Ketanji Brown Jackson

Since Justice Stephen Breyer announced his retirement, President Biden conducted a process to identify his replacement. President Biden sought a candidate with exceptional credentials and liberal principles. He also sought to make history by appointing the first black woman to the court. Announcing Jackson’s nomination on February 25, 2022, President Biden said, “For too long, our government, our courts haven’t looked like America. I believe it’s time that we have a court that reflects the full talents and greatness of our nation with a nominee of extraordinary qualifications, and that we inspire all young people to believe that they can one day serve their country at the highest level.”

While Jackson is a liberal this will not alter the ideological balance on the court because Breyer was also liberal.

On February 25, 2022, President Joe Biden announced that he would nominate Ketanji Brown Jackson to the position of Associate Justice of the Supreme Court of the United States to fill the upcoming vacancy by Stephen Breyer, who announced his retirement on January 27, 2022 at the age of 83 .

On March 2, Senate Democrats announced that they would schedule confirmation hearings for March 21 through March 24, intending to finish the process before the chamber's Easter recess in early April.

On March 22, Jackson underwent the first round of questions from 20 senators of the Judiciary Committee for 13 hours. Jackson was asked questions related to critical race theory, dark money, abortion, gender identity, possible expansion of the supreme court and her sentencing record on child pornography cases. When asked to provide a definition for a woman by Marsha Blackburn (R-TN), Jackson declined to answer, saying "I'm not a biologist." Additionally, Cory Booker (D-NJ) inquired as to how she has been able to manage a work-life balance between motherhood with two daughters and her legal career. Republican senators accused her of being soft on crime.

On March 23, Jackson faced another round of questions for 10 hours, describing her judicial philosophy and defending her judgements on cases. She was grilled with a range of questions related to abortion, gun rights, and court-packing.

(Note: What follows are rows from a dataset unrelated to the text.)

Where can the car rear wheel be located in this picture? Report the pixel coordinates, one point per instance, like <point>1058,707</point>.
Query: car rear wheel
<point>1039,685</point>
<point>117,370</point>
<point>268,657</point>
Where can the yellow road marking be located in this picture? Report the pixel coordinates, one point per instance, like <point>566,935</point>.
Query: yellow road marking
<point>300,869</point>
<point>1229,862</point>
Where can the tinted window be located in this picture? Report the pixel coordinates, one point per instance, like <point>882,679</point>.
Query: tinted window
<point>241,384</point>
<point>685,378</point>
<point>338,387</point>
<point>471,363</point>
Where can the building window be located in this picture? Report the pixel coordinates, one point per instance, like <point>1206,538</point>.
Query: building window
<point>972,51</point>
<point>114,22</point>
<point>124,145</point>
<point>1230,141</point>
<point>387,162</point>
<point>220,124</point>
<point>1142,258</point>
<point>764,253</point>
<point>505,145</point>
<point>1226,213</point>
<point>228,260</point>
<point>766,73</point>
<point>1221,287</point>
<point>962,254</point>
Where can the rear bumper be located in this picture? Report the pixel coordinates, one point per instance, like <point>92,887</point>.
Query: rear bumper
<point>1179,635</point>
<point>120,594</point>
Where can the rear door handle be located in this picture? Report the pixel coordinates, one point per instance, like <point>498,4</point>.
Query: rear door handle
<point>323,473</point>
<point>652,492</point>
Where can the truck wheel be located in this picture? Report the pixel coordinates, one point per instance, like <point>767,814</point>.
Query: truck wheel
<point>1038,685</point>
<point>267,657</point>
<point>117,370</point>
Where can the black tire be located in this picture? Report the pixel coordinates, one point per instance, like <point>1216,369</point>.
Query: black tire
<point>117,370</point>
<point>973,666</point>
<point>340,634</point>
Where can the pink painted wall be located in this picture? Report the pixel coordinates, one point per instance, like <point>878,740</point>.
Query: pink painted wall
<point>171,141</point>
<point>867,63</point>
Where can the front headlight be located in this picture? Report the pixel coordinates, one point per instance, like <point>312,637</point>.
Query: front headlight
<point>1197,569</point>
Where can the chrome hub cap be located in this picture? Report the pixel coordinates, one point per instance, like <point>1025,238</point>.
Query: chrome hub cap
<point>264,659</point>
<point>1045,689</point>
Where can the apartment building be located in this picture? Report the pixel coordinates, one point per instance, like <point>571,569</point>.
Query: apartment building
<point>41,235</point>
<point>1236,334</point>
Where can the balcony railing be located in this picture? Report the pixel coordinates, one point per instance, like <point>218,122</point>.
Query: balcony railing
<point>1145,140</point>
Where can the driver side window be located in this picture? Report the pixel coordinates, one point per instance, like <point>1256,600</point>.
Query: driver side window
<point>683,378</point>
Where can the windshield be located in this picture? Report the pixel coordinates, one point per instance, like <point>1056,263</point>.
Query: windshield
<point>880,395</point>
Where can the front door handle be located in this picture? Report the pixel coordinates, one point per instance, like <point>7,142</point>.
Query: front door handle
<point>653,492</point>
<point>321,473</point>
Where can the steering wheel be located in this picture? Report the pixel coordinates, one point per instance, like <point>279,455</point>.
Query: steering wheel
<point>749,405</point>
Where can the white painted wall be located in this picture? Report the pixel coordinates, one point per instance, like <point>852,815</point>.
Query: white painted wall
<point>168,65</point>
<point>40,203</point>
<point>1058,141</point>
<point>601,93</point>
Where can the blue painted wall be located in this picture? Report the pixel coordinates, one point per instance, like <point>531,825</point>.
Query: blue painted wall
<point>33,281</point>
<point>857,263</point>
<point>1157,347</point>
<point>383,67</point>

On March 24, the committee heard witness testimony from representatives of the American Bar Association, Democratic representative Joyce Beatty, and the Republican Alabama Attorney General, Steve Marshall. During his testimony, Marshall refused to acknowledge Joe Biden as the "duly elected and lawfully serving" President of the United States, which was widely reported in the media.

Chuck Grassley, from Iowa, portrayed the nominee as a darling of progressive “dark money” groups which he claimed were “soft on crime” at a time when violent crime was sweeping big cities.

Josh Hawley, of Missouri, doubled down on his incendiary accusation last week that in her seven years as a federal district court judge, Jackson showed leniency towards child pornography offenders. Hawley’s claims in a Twitter stream were exposed as baseless and misleading by media fact checkers.

However it remains highly likely that Jackson will be appointed to the court.

Jackson was born in Washington, DC in 1970 and grew up in Miami, Florida. Her father worked as a teacher and then a school board attorney, and her mother was a school principal. Jackson has said that she first started thinking about a career in law as a child when her father went back to law school.